The Global Performance of American Culture: Rhetoric and Symbolic Forms in American Western Movies

The Western has often been read as a quintessentially American form of popular art, a genre that has expressed over decades the moods and anxieties of the nation. While many studies have shown that the Western metonymically expresses the social, political, racial, and sexual tensions of the nation, relatively little attention has been paid to its aesthetic and political forms. In other words, many critics have paid attention to what the Western says, but not so much to how it does it; while it is always dangerous to seek to oppose form and content, I propose to focus on the rhetoric and the prosody the Western. By referring to German art historian Erwin Panofsky (The Perspective as Symbolic Form) I argue that the Western establishes symbolic forms that have had a performative effect in shaping American culture well beyond the circle of moviegoers. By drawing on the work of Jacques Derrida (Of Grammatology), but also Judith Butler (Bodies the Matter, Excitable Speech), I further propose that the symbolic forms put in place by the Western not only operate performatively in American popular culture, but that they also participate in the way US culture has had a political impact on our contemporary world. I will seek to show that these symbolic forms create a sense of community and of immunity for the nation and beyond. This point finally leads me to a reflection on the role of American studies and their responsibility to examine the performative aspect of American culture and its global impact.

Biography

Boris Vejdovsky

Boris Vejdovsky, Ph.D., is Associate Professor (Maître d’enseignement et de Recherche I) at the University of Lausanne, Switzerland, where he teaches American literature and American studies; he is the co-director of the “New American Studies” program, which proposes an intersdisciplinary and multilingual specialization degree to M.A. students. His teaching and research focus on aesthetic, ethical, and political cultural formations of the U.S., the American world, and its global influence. In his work he has been exploring the rhetorical constructs that have been shaping the U.S. public and private spheres and influencing the world beyond the U.S. domestic borders. He has worked on the metaphors of race, sex and gender, in particular, as well as on questions of masculinity and the definitions of U.S. space and territory.

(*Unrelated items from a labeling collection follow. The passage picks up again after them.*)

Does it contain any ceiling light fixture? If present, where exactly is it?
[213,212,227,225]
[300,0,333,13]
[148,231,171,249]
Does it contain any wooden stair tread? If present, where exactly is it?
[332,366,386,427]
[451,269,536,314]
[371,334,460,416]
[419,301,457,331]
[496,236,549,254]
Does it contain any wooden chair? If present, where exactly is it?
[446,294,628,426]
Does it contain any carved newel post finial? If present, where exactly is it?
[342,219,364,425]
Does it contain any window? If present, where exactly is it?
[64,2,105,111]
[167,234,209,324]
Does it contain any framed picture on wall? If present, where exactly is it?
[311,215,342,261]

His publications include articles on American authors including Cotton Mather, Herman Melville, Wallace Stevens, Tony Kushner, Ernest Hemingway, and Elizabeth Bishop. He is the author of Ideas of Order: Ethics and Topos in American Literature (2009) and of Ernest Hemingway, la vie, et ailleurs (2011). The latter was published internationally and translated into six languages including British, American, and Chinese editions. He is also the editor of several collections of essays and the General Editor of the series Transatlantic Aesthetics and Culture (Peter Lang) that has published eight volumes to date. His current research project is titled “Framing the American West”; it explores the aesthetic and political formation of the landscapes of the American West and their political significance.

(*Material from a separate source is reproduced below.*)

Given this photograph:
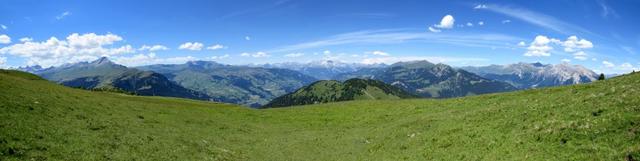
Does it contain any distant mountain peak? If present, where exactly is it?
[91,57,115,64]
[531,62,544,67]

Boris Vejdovsky has served or is serving on the boards of several academic organizations, including SANAS (Swiss Association for North American Studies), EAAS (European association for American Studies) and the ELC/CEL (European Language Council). He was the president of the Senate of the University of Lausanne (UNIL) (2011-13). He has served two terms on the International Committee of the American Studies Association (2007-13 and 2020-2023) and chaired that committee from 2009 to 2013.